Theological Journal – August 1 Genocide?


 

“I don't disagree with the need to make hermeneutical decisions, or with a hermeneutic that starts with Christ (which was the hermeneutic of the Church Fathers). But ... using the phrase "commanding genocide" here isn't really helpful. "Genocide" is a modern term legal term, created for the UN Genocide Convention in 1944. It is, of course, an invaluable feature of modern international law resulting from the experience of the Holocaust. But the focus of the term is on the actions of nation-states acting with a post-Westphalian liberal order. It's hopelessly anachronistic to apply this term to the ancient near east and a category mistake to apply it to God. Which isn't to suggest some kind of voluntarist / nominalist Divine command ethic in which God can command anything and we have to say the command is "just" and "good" no matter what its visible moral content seems to be. Yet, if we're going to venture into this territory, surely we have to see God as ultimately the righteous judge and rightful owner of all of humanity, not akin to the human head of a modern nation-state subject to the UN Convention.”

I don’t remember and didn’t note the source of this quote. If any readers recognize it please let me know, if you would. I think it raises important issues that are too easily glossed in current discussions that assume without further that “genocide” is what is happening in Joshua. When we question that easy assumption as this author does on grounds of anachronism the door is opened for other important questions to get on the table.

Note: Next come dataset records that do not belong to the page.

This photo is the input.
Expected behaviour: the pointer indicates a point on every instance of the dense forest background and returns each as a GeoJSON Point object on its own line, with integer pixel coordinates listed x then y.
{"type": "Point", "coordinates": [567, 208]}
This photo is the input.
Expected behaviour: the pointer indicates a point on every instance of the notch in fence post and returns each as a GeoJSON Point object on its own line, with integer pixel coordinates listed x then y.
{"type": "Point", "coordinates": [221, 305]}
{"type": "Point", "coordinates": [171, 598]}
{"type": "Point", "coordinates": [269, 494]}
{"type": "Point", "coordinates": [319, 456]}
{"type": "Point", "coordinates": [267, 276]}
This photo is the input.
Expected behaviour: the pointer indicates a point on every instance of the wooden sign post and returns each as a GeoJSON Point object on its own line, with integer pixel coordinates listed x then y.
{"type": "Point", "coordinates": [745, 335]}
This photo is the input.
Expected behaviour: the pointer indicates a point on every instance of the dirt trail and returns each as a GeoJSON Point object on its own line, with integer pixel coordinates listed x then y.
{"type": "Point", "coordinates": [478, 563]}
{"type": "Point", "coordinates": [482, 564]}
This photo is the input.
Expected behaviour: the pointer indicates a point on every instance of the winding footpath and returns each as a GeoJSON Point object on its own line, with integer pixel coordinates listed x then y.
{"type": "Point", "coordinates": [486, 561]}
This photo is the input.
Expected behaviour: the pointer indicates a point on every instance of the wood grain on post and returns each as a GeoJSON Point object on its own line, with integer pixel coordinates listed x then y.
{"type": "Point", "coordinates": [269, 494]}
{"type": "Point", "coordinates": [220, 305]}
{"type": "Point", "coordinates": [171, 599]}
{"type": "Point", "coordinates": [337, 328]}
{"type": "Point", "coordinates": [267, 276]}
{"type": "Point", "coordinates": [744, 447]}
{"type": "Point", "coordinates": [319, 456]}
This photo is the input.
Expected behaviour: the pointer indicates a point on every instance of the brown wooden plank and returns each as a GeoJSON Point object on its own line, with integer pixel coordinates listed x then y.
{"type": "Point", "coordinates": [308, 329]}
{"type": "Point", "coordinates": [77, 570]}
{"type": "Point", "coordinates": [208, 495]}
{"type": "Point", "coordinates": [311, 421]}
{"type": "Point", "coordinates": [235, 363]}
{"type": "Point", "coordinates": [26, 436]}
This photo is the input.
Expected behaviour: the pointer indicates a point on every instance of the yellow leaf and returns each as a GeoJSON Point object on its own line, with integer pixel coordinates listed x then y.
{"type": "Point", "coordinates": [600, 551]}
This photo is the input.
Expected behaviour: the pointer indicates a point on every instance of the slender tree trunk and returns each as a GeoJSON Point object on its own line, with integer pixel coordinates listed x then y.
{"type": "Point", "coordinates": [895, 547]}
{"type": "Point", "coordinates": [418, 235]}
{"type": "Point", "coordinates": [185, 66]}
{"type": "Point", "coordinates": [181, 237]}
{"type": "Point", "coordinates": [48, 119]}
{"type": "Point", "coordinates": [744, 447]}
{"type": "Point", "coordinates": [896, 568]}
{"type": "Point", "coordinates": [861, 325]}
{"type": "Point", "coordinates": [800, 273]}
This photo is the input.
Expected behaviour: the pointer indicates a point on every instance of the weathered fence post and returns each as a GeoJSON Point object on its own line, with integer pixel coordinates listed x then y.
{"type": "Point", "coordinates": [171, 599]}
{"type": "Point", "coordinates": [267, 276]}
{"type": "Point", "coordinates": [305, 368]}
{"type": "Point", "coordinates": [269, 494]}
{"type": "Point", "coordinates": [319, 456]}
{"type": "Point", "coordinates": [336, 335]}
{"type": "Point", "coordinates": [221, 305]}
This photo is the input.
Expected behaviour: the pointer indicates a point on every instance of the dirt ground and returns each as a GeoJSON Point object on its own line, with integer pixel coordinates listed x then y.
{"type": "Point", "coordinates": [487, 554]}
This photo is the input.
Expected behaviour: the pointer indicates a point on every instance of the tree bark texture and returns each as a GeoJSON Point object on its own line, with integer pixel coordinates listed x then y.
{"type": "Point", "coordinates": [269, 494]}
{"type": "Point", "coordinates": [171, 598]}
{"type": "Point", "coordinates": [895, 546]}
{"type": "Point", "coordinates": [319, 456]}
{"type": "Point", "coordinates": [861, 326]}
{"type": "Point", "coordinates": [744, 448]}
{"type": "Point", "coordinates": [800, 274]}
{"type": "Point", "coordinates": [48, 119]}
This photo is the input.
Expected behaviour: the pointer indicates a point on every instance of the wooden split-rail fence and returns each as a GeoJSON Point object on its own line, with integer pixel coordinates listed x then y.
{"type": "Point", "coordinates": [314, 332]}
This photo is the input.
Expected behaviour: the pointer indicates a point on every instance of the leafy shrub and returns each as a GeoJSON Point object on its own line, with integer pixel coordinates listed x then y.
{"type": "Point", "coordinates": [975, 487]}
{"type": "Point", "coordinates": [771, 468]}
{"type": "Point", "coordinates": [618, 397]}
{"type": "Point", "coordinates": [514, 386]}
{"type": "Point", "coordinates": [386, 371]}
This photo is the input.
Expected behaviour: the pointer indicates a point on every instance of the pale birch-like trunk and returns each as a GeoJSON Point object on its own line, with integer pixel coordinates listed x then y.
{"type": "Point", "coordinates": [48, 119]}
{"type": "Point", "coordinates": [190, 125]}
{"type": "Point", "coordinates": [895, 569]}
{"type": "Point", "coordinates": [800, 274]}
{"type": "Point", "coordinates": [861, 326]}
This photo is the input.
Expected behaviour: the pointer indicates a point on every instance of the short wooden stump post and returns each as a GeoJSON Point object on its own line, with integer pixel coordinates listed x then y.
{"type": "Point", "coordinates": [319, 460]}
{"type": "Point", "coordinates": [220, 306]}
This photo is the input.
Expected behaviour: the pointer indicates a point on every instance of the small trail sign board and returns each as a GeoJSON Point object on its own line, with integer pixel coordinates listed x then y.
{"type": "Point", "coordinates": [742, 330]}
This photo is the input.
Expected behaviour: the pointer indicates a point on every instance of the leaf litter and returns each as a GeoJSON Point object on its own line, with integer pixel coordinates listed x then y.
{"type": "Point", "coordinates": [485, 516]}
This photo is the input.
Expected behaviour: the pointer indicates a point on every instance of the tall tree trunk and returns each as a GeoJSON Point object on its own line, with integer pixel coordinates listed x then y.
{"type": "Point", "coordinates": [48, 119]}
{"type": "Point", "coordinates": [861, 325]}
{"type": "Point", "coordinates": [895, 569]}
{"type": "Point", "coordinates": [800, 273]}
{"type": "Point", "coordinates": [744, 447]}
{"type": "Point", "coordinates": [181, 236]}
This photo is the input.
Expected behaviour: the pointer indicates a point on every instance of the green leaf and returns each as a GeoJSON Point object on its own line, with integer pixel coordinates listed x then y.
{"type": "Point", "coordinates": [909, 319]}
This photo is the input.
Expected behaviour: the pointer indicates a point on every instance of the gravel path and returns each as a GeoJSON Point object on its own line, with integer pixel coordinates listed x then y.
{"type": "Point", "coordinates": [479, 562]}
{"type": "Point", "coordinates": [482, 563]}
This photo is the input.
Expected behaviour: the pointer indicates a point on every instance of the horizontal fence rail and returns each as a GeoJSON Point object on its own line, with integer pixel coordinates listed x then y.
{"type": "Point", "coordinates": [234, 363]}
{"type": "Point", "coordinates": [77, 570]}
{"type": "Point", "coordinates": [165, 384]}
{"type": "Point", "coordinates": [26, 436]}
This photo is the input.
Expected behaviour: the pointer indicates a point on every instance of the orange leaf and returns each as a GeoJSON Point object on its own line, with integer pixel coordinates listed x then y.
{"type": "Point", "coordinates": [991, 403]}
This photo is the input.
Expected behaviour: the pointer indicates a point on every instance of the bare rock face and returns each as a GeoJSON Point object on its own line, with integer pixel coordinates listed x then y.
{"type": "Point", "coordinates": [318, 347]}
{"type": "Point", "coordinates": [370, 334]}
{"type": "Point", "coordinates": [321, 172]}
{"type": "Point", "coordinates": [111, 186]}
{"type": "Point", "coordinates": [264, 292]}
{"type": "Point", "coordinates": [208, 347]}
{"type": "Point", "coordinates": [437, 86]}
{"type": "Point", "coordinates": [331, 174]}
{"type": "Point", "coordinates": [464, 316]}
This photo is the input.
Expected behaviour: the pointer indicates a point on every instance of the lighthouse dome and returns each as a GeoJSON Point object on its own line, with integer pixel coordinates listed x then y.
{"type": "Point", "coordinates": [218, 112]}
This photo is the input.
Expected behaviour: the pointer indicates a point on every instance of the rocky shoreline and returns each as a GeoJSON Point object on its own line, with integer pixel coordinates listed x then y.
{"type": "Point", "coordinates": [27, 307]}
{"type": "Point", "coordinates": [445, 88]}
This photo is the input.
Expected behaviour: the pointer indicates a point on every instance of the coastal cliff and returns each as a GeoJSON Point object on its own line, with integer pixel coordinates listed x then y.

Our author notes the question of God and the propriety of treating him as a ”human head of a modern nation-state.” This seems a “category mistake to our author (and to me).

And once we get the character of God on the table the question of the nature of his involvement in a fallen world and his “incarnational” drive to be closer and closer to and more and more involved in the life of his people can take the central roles the Bible gives them.

In that’s kind of analysis I believe, the views of Israel and God committing genocide, on the one hand, or God willing and ordering the slaughter of the Canaanites without further ado, on the other both seem simplistic and inadequate.